El muchacho, tras hacer un sonido tenue con la boca y frenarse, hizo que Hans se detuviera también, indicándole con suavidad que observara al pequeño. El panorama que tenía enfrente y acompañaba al pequeño era triste. Deprimente.
Desde su lugar —que no era muy lejano a ellos—, Greyson escuchó las voces de Víctor y Hans al detenerse, después oyó sus pasos acercándose a él. Alzó la cabeza y se giró en dirección de ambos muchachos, aunque se sentía apenado de que lo vieran llorando. Odiaba sentirse débil, pero más odiaba, que otras personas notaran su debilidad.
Víctor fue el primero en acercarse al niño, sentándose a su lado y abrazándolo con delicadeza por lo hombros. Hans, por su parte, sacó algo de papel higiénico de la mochila que cargaba y se lo ofreció al chico, que no dudó en tomarlo.

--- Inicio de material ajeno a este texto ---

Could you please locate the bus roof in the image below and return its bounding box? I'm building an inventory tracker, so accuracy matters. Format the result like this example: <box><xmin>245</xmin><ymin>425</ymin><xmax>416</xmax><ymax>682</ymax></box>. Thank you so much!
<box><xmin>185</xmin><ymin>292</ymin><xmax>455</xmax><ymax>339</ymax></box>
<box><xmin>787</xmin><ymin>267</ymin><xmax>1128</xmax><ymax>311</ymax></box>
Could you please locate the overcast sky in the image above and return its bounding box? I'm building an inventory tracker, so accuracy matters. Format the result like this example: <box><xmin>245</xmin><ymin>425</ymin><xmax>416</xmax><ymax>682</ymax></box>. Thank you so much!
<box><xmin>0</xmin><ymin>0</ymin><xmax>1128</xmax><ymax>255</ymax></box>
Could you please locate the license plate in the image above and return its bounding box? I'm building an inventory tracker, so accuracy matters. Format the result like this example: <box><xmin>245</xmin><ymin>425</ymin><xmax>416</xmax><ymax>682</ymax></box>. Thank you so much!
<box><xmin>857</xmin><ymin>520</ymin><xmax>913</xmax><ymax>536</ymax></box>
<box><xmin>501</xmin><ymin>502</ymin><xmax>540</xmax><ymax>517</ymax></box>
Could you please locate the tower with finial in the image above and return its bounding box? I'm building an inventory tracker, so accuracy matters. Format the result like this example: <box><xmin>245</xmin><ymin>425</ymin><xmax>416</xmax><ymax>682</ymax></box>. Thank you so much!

—Gracias —susurró Greyson luego de unos segundos de silencio tras limpiarse la nariz—. Me hacía falta.
—¿Qué tienes, peque? —respondió Hans pasándole un brazo sobre los hombros también.
—No es nada. Es una tontería.
—Nada de lo que digas o sientas es una tontería —le dijo Víctor inclinándose para mirarlo a los ojos y, al Greyson desviar la mirada, Víctor supo qué decir—. Oye, sentirse vulnerable e impotente es un rasgo muy humano. No es malo.
—¿Qué? —exclamó Greyson abriendo grandes los ojos—. ¿Cómo sabes eso? —le preguntó el niño asombrado. Víctor sonrió tranquilo.
—Te conozco, peque. ¿Y sabes qué? Ser capaz de expresar los sentimientos es una muestra de coraje, sobre todo cuando son aquellos que te hacen sentir débil.
—¿Ah sí?
—Sí. Si lo analizas, casi todas las personas prefieren reír en público y llorar en privado; es porque se necesita mucho valor para admitir que algo te duele. Tenemos la creencia absurda de que llorar te hace débil, cuando en realidad, no es más que una muestra de humanidad.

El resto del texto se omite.